Sieben Frauen und ein unpopuläres Gefühl
Wut ist eine wichtige, zu Unrecht stigmatisierte Emotion, die Frauen nicht unterdrücken, sondern als kraftvolle Annäherungsemotion verstehen sollten, die Klarheit schafft, Kreativität fördert und das Potenzial hat, Ungerechtigkeit zu verändern. Das ist das Ergebnis eines Workshops zum Weltfrauentag in Landsberg. Eine Teilnehmerin berichtet.
Rrratsch – krachend zerreißen sieben Frauen ein Stück Stoff, erst einzeln jede für sich, dann alle zusammen auf Kommando. „Wir, je drei Frauen aus zwei Generationen, hätten auch Teller zerschlagen oder Gläser zertrümmern können – Stoff zerreißen ist genauso befriedigend, hat aber den Vorteil, dass man hinterher nicht saubermachen muss,“ erklärt Familientherapeutin Christa Schmid und grinst. Sie leitet den Workshop „Wut tut gut“, der im Rahmen des diesjährigen Landsberger Frauen-Festivals zum Weltfrauentag stattfindet, und möchte die Teilnehmerinnen mit einem Gefühl in Kontakt bringen, das sich Frauen oft nicht erlauben: Wut. Denn weibliche Wut hat einen schlechten Ruf.
Studien zeigen, dass schon Kinder im Vorschulalter Wut mit männlichen Gesichtern in Verbindung bringen und bei Jungen hinnehmbar, bei Mädchen jedoch inakzeptabel finden. Wie die Autorin Soraya Chemaly schreibt, lernen Mädchen noch vor dem Kindergarten, dass wütende Frauen hässlich und unsympathisch aussehen und dass Mädchen und Frauen besser nicht zornig wirken.
Dabei ist Wut eine rationale und emotionale Reaktion auf Grenzüberschreitung, Missachtung und Ungerechtigkeit. Während Traurigkeit bei Expert:innen als „Rückzugsemotion“ gilt, ist Wut eine „Annäherungsemotion“, sie verleiht Klarheit, Kreativität und die Kraft, Dinge zu verändern. Gerechter Zorn wäre also nicht nur eine angemessene, sondern auch eine nützliche Reaktion auf die nach wie vor bestehende strukturelle Benachteiligung von Mädchen und Frauen fast überall auf der Welt.
Doch Frauen riskieren viel, wenn sie ihre Wut zeigen – schnell wird eine wütende Frau mit Hysterie und Wahnsinn in Verbindung gebracht, gilt als unberechenbare Furie und wird nicht mehr ernst genommen. So kommt es, dass weibliche Wut von klein auf systematisch unterdrückt wird und viele erwachsene Frauen gar nicht mehr spüren, wenn sie wütend sind.

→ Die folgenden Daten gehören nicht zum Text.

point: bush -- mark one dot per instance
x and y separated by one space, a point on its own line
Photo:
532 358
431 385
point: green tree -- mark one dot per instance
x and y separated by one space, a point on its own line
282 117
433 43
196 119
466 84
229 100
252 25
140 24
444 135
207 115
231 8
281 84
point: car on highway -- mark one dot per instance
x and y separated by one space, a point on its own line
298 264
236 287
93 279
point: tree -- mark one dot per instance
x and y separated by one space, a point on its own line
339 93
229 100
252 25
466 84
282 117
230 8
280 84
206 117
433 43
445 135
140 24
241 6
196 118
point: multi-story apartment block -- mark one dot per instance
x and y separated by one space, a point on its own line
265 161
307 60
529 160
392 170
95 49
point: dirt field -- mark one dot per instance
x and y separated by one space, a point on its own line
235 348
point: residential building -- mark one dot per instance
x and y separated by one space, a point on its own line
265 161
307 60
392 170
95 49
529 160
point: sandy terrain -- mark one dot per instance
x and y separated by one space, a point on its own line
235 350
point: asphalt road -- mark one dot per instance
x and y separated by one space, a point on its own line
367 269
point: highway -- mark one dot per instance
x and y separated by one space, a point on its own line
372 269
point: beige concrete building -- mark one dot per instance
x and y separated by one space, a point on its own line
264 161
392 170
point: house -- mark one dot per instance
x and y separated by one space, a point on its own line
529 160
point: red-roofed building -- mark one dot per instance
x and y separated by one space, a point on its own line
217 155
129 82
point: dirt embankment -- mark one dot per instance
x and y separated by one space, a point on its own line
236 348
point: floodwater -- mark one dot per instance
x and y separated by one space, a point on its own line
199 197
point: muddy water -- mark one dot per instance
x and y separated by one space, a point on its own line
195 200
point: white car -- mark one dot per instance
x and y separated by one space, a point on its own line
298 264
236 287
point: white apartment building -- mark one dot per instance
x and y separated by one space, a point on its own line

In diesem Frauenworkshop soll sich das ändern. „Wir sind in der Volkshochschule Landsberg, der Raum hat den Charme einer fünfziger Jahre Turnhalle, es riecht nach Gummibällen und Linoleum und auf einmal dürfen, ja sollen wir sogar wütend sein. Wir sollen mit den Füßen aufstampfen, erst rechts, dann links, sollen mit unseren Armen einen imaginären Schutzkreis ziehen, Raum einnehmen für uns und unsere Wut. Es fühlt sich zuerst fremd und künstlich an, was seltsam ist, denn das eigentlich Nicht-Authentische besteht ja darin, die Wut so lange geleugnet zu haben. Doch nach und nach werden wir übermütiger, freier und – erstaunlicherweise – fröhlicher.“
Dass unterdrückte Wut auf die Dauer krankmachen kann, ist bekannt. Schlafstörungen, Migräne, Depressionen und Auto-Immunerkrankungen werden von Psycholog:innen mit unterdrückter Wut in Verbindung gebracht. Aber auch eine demokratische Gesellschaft riskiert zu erkranken, wenn sie einer Hälfte ihrer Bevölkerung ein Gefühl madig macht, das sich gegen Ungerechtigkeit wendet. Frauen hätten also viele gute Gründe, der „Annäherungsemotion“ Wut einen Platz in ihrem Leben einzuräumen. Das darf kein Freibrief für
ungezügelte Aggression oder Feindseligkeit sein, aber, und das gibt uns Christa Schmid am Ende unseres Workshops mit auf den Weg, „Wut kann unsere Verbündete sein.“ Und Verbündete, da sind wir uns einig, können wir auf dem Weg in eine gerechtere Gesellschaft gut gebrauchen.